Judge Brown ruled that this matter violated the canon of constitutional evasion:
"(D) The constitution entitles same-sex couples to civil marriage under the same conditions as same-sex couples." Pavan v. Smith, 137 S. Ct. 2075, 2076 (2017). This includes equal access not only to the "symbolic recognition" of marriage, but also to the "material benefits" associated with it. Obergefell v. Hodges, 576, US 644, 669 (2015)….
These cases raise serious doubts about the constitutionality of a parent-child biological requirement in section 301 (c). This provision allows married US citizens to grant their foreign-born children first-born rights if either spouse has previously lived in the US. The ability to confer citizenship
These circumstances could reasonably be considered an "advantage" without the additional burdens of other provisions. This benefit is "related to marriage" as it is not available to unmarried couples. And according to the biological reading, Section 301 (c) would deny access to this benefit to married same-sex male couples because it is "impossible" for two men to be biologically related to the same child.
The Court notes that although section 301 (c) is reasonably consistent with the non-biological reading, it is also consistent with the biological reading. Since non-biological reading is "quite possible" and biological reading would raise serious constitutional questions, the Court must adopt the former under the doctrine of constitutional avoidance.
To begin the position, Judge Brown provides a good explanation of why the "non-biological" interpretation of Section 301 (c) is at least as plausible as the "biological", if not more.
Judge Brown's analysis could have been even stronger if, like Judge Chuang, he had recognized that the State Department makes little practical effort to enforce "biological" restrictions on citizenship for children of different sexes. This further undermines the claim that politics only discriminates on the basis of "biological" ties, as opposed to parents' sex.
In my earlier post, I also explain additional reasons why this policy is classified as unconstitutional discrimination based on sex, apart from the related, but partly clear, question of whether Obergefell can come into conflict.
Judge Brown's ruling also addresses a number of procedural issues, notably why the baby and his or her parents are still eligible to pursue this lawsuit even though she was ultimately granted citizenship as a "naturalized" citizen. I would add that another reason this reputation continues is because there is at least one relevant distinction between naturalized citizens and those who receive citizenship at birth. Only the latter are allowed to become President of the United States under the Natural Born Citizen clause of the Constitution.

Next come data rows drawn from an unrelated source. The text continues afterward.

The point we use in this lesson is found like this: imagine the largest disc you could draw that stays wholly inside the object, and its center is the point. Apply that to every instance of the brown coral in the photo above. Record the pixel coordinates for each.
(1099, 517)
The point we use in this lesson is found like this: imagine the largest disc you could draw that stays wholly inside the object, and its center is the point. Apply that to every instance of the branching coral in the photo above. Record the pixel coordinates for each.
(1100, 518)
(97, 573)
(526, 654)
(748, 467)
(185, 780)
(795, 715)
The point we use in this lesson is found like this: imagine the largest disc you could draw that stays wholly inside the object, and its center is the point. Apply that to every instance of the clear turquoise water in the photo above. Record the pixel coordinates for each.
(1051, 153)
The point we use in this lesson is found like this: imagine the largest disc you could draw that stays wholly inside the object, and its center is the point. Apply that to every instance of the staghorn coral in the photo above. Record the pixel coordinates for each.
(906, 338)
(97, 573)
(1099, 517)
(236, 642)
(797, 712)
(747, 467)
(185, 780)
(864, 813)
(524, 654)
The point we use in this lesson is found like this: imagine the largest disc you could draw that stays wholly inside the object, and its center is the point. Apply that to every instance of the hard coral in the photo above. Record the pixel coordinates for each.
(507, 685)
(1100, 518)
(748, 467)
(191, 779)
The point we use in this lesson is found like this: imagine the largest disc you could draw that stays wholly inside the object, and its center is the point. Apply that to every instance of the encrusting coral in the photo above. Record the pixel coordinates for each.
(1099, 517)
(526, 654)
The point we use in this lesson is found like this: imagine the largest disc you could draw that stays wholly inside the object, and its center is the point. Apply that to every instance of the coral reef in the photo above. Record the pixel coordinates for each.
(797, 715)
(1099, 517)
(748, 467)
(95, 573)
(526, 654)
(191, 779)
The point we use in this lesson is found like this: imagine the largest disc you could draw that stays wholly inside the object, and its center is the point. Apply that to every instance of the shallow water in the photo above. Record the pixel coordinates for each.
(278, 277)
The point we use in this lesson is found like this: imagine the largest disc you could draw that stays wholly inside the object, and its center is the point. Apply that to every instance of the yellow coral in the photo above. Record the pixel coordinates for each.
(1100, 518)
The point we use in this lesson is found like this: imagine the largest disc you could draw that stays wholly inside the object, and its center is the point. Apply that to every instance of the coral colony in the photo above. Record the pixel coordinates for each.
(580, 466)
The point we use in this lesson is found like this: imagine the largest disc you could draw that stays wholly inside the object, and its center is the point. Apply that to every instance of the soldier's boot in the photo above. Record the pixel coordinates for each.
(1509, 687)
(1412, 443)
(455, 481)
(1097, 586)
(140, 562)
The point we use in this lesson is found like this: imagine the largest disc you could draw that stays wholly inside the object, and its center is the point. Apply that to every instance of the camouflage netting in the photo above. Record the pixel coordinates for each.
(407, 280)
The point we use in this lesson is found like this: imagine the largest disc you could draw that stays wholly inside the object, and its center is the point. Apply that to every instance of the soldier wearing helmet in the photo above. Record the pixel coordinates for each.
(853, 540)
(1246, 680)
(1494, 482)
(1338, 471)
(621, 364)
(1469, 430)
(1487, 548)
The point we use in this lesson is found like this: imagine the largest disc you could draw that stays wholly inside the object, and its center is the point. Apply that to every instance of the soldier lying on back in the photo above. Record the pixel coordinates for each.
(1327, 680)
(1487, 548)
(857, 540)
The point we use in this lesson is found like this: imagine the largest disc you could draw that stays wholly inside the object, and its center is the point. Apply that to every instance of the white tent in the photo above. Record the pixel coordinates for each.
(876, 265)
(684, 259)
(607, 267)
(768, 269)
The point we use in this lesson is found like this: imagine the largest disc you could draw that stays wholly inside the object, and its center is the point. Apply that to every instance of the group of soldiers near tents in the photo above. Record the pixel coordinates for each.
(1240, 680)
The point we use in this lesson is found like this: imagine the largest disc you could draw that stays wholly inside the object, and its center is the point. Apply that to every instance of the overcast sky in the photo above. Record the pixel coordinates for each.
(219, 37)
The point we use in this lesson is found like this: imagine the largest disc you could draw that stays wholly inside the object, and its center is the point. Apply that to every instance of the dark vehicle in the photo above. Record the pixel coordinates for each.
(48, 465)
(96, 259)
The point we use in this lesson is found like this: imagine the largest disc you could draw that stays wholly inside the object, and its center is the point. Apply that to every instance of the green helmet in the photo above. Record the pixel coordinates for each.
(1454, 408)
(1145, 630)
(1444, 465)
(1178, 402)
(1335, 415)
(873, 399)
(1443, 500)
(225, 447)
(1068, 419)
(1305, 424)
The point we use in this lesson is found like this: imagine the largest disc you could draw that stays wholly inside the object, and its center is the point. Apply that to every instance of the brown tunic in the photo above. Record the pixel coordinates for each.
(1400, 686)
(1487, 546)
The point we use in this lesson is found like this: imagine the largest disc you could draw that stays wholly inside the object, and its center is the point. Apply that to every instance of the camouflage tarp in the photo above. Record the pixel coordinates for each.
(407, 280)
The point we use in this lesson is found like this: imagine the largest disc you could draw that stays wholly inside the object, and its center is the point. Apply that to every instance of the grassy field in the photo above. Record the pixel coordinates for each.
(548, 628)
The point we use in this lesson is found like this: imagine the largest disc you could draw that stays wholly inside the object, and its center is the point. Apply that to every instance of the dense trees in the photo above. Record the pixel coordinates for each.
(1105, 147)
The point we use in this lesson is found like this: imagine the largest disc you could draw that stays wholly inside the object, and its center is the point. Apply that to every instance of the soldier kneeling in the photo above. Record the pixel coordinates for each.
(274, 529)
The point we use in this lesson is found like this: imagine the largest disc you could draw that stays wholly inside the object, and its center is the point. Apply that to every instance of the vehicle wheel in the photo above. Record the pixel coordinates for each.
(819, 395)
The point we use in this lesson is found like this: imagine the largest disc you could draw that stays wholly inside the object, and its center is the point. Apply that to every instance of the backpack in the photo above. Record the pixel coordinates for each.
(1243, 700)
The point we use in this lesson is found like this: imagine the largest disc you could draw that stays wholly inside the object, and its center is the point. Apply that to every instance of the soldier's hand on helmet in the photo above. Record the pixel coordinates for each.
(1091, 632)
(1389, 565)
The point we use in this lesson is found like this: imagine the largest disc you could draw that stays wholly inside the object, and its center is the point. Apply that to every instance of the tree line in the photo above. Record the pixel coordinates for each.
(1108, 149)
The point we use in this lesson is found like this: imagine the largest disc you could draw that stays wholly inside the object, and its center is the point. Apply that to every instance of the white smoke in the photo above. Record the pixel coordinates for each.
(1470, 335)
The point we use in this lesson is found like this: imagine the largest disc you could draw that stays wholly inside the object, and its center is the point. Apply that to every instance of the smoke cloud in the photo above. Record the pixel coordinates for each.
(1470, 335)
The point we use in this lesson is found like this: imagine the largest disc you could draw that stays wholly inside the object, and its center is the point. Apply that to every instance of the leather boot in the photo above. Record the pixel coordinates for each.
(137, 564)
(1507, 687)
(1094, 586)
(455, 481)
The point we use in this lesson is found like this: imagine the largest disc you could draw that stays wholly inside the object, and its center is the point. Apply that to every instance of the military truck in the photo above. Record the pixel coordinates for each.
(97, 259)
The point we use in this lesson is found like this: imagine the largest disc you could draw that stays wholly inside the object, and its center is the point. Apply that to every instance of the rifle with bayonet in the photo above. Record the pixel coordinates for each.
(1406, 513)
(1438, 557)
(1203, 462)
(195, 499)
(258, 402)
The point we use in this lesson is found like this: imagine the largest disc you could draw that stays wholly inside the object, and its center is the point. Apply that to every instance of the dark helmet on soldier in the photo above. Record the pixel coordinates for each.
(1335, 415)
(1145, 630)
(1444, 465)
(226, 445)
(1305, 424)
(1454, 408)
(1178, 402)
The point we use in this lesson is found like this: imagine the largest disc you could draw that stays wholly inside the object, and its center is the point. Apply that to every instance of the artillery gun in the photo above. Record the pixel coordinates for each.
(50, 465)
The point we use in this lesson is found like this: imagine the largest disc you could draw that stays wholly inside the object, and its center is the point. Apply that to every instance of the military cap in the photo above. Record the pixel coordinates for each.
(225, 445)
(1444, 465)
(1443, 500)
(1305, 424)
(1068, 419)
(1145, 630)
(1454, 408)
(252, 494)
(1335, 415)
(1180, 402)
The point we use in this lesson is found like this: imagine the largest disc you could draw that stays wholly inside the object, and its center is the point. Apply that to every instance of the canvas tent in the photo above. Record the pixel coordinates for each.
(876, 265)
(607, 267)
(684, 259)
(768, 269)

Litigation over this issue is likely to continue in federal appeals courts, at least as long as the Trump administration remains in office. Should Joe Biden win the election, the new administration could simply admit these cases and change State Department policies. In both cases it is remarkable that two judges as ideologically different as Judge Brown and Judge Chuang (a Liberal Obama appointee) reached the same conclusion on this issue.
UPDATE: I edited the title of this post to make it clearer.